GRAČANICA: Twelve years after he died during his trial for war crimes, Slobodan Milošević, the one-time Serbian strongman, divided his audience again, this time as a character in a musical that made its debut on Tuesday.
“The Lift – The Slobodan Show”, written by Belgrade-based writer Jelena Bogavac, focuses more on Milošević’s personal relationship with his powerful wife Mirjana, his daughter Marija, and his son Marko than on the politics that made him infamous.
Milošević rode a wave of nationalism to power in Belgrade in 1989 as communism was collapsing across Eastern Europe. He then led Serbia through a decade of wars in Bosnia, Croatia, and Kosovo. Hailed by many Serbians as their defender against Croatia, Bosnia, Kosovo, and Albania, Milošević was seen as a brutal dictator by the West.
Around 200 Kosovars of Serbian descent attended the show at a theater in Gračanica, a town just outside Kosovo’s capital Pristina. They expressed mixed feelings about it.
“There’s nothing there, it’s simply a great manipulation … a political theater which actually tricked us,” said Živojin Rakočević, a former journalist from Gračanica.
In one scene Milošević comforts his daughter over the poor financial state of her radio station.

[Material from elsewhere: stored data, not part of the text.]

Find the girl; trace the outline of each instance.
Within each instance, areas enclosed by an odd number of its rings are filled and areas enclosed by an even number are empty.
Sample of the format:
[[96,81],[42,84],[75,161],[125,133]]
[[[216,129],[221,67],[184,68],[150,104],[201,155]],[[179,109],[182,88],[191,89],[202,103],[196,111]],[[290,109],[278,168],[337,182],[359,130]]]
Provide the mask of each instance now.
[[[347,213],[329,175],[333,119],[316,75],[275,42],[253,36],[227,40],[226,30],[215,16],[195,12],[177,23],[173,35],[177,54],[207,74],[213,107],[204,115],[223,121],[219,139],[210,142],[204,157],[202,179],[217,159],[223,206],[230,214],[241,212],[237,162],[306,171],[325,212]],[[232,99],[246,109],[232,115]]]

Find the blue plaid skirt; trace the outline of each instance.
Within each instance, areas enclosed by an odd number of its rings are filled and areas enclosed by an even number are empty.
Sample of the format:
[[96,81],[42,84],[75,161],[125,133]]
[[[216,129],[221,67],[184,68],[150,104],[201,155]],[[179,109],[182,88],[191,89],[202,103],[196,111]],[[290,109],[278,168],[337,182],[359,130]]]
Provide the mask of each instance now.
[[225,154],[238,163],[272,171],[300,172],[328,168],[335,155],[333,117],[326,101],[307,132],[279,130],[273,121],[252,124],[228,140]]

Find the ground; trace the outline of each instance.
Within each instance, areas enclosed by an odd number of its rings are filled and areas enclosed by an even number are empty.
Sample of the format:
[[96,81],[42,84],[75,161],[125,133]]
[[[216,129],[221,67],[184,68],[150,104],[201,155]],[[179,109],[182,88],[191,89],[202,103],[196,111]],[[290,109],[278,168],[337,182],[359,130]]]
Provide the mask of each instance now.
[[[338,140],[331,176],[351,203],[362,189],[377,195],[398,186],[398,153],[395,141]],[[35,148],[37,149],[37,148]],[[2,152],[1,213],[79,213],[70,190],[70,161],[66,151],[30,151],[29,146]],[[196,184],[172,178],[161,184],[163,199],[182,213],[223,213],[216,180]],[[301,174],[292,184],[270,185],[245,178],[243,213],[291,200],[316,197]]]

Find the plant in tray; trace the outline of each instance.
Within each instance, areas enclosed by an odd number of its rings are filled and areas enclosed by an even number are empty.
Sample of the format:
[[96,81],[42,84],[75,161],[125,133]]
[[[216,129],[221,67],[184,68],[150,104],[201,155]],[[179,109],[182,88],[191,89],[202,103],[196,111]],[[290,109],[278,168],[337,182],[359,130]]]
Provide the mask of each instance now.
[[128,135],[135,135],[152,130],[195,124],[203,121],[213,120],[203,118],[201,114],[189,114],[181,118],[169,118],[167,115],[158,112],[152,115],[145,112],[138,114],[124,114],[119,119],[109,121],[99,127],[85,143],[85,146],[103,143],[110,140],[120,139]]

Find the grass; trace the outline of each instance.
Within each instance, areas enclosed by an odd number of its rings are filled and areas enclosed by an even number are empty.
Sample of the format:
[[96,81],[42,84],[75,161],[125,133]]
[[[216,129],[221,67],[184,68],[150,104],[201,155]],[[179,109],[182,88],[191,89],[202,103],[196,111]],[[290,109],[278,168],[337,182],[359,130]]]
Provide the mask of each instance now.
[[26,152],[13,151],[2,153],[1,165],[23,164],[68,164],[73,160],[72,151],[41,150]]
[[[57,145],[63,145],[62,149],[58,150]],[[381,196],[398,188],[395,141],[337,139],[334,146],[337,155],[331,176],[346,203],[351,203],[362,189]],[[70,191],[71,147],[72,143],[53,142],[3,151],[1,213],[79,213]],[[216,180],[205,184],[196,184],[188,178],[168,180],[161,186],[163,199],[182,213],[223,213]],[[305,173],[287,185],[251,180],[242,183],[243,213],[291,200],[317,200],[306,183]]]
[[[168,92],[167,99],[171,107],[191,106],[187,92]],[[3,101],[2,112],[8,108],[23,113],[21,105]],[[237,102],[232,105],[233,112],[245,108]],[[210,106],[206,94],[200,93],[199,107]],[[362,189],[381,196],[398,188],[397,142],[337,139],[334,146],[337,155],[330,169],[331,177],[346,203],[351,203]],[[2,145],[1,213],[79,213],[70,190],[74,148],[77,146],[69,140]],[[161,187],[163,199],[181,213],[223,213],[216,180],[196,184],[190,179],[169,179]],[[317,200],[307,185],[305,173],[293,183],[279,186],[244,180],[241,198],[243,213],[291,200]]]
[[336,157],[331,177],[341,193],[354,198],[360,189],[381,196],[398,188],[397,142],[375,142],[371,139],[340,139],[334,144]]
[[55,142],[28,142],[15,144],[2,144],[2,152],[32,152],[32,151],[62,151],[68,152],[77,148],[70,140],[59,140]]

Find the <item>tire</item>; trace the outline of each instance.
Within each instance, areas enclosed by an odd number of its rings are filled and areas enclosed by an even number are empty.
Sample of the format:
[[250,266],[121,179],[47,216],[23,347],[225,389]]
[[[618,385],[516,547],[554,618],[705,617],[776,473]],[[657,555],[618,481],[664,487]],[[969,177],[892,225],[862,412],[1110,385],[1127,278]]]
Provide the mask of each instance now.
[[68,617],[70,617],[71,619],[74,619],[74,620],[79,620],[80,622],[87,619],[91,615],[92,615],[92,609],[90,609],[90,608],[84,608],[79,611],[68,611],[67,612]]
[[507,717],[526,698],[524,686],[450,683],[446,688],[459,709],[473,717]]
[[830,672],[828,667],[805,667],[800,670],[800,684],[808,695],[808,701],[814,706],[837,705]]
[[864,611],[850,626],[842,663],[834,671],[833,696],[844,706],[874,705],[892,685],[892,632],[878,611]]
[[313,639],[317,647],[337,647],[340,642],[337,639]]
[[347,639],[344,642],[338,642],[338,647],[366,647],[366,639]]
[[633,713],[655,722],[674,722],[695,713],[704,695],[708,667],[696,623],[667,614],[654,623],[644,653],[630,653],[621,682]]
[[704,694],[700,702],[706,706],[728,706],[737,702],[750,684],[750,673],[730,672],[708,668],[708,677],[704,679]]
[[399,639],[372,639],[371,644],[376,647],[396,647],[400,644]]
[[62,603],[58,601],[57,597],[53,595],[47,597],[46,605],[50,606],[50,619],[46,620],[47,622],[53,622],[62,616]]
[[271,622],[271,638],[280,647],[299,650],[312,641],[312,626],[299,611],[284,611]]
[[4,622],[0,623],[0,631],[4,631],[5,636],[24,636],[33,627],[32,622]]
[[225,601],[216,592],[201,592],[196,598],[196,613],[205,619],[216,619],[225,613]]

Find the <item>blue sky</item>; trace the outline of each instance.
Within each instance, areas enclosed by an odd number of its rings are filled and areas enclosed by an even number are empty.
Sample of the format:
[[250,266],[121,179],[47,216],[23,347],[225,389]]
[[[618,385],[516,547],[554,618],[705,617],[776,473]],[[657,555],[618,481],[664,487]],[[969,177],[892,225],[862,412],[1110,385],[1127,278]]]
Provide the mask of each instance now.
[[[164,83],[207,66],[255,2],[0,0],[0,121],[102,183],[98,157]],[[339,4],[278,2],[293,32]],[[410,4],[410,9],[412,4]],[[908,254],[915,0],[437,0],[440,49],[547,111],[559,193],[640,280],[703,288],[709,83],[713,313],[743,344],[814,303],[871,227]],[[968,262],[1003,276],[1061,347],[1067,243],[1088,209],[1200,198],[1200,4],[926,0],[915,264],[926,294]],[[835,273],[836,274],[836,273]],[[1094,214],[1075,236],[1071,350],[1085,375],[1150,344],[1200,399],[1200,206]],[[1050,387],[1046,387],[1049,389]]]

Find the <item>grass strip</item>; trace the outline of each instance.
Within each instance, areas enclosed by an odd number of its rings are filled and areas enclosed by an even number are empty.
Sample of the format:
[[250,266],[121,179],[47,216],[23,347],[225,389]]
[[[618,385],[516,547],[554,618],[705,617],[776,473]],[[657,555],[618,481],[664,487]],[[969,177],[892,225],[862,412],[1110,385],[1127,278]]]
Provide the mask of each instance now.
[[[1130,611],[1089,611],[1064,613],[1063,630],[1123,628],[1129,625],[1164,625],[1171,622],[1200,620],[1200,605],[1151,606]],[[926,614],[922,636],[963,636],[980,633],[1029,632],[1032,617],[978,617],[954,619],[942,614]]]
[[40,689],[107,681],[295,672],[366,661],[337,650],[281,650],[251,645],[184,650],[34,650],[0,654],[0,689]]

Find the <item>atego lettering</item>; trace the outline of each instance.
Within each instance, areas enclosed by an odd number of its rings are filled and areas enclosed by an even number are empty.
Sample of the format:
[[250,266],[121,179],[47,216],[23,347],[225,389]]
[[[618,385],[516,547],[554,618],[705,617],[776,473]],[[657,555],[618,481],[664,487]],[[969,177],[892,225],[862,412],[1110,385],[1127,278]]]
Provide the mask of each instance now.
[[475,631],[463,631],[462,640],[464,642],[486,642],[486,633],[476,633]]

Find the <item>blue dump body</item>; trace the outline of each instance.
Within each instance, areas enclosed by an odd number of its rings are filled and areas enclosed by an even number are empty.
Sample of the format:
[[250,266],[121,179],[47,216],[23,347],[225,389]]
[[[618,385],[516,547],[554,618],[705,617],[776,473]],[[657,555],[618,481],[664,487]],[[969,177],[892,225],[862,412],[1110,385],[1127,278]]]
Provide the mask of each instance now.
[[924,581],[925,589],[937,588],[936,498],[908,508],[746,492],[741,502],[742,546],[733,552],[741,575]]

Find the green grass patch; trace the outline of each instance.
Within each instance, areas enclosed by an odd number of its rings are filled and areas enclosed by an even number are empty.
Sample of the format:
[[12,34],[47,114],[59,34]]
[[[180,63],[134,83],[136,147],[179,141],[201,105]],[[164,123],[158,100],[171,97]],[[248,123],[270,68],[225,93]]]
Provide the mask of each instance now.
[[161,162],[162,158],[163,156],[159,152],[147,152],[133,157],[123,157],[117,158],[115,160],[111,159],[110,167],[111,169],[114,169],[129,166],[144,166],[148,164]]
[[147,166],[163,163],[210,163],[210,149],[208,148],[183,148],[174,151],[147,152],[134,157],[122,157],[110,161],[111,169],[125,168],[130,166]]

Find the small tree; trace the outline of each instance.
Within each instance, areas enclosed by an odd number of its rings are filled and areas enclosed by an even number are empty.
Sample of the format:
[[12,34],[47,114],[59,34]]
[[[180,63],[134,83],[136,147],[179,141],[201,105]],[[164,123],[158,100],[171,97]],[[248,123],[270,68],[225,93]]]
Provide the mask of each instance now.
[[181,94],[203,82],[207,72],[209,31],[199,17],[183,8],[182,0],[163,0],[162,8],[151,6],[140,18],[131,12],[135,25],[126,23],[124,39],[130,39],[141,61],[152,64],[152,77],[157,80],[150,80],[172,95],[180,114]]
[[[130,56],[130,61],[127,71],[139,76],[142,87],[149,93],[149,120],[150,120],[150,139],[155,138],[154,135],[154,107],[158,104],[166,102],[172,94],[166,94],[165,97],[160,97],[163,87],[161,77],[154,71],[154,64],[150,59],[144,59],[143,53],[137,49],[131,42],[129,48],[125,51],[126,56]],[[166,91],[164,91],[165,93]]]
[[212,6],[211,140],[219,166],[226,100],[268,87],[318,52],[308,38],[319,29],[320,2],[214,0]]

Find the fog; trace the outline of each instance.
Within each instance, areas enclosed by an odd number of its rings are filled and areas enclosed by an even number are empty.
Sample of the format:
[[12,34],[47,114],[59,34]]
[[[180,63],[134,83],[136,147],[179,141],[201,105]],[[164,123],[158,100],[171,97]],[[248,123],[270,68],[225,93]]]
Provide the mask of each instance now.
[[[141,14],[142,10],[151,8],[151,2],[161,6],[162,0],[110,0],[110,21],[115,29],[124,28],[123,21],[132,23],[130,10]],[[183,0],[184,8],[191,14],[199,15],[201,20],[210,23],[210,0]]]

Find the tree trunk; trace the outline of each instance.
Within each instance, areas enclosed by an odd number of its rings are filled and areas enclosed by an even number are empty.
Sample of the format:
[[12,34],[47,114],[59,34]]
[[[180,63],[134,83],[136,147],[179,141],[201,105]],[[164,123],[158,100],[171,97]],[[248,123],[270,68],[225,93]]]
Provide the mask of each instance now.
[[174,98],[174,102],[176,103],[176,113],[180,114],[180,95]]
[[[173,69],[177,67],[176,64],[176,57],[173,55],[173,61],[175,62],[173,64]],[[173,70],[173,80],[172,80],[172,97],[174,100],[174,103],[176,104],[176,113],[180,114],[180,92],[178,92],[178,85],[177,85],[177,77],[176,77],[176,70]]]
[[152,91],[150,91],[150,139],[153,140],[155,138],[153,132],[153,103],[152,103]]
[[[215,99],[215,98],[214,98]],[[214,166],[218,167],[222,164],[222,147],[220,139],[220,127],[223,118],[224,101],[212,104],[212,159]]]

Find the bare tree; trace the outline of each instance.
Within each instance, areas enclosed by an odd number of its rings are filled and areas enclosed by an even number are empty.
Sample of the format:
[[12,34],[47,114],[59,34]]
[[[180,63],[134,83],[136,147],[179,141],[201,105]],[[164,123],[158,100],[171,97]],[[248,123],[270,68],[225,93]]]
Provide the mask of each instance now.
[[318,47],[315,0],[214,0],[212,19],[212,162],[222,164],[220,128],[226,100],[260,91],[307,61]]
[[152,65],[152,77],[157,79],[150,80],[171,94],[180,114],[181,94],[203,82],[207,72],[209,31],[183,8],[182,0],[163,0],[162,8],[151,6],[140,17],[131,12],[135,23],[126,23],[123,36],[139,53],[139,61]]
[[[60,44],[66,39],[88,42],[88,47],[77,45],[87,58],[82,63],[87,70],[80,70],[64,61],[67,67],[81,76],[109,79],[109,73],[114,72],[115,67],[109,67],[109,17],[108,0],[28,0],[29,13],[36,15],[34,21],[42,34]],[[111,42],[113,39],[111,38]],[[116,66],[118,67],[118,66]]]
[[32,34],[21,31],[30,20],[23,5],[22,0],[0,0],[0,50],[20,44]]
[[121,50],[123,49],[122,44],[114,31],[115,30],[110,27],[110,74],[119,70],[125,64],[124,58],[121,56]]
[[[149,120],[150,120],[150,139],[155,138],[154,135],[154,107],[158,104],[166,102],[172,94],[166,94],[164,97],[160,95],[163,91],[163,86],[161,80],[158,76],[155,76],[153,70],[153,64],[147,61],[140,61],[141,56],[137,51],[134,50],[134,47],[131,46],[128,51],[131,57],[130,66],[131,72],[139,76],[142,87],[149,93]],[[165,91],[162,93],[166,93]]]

In another, he tells Marko not to overheat the water in the family swimming pool.
Milošević lost power after a NATO bombing campaign in 1999 and popular unrest in October 2000.
The play ends with his war crimes trial in The Hague, where he died of a heart attack in 2006.
“I’m delighted … the point of the whole show is in one sentence when a young man says ‘Sloba (Milošević) didn’t get under my skin’,” said Viktorija Živković, who works in a local school.
“We tried to show through their personalities what happened both in Kosovo … and in Serbia of the 1990s,” Belgrade-based actress Tamara Tomanović said.
The play frustrated many people of Albanian descent who form the majority in Kosovo.
Kosovo declared independence from Serbia in 2008 in a move still not recognized by Serbia, as well as many Kosovars of Serbian descent.
An estimated 800,000 Kosovars of Albanian descent were displaced and about 10,000 killed by Milošević’s forces in the brutal 1998-99 counter-insurgency war.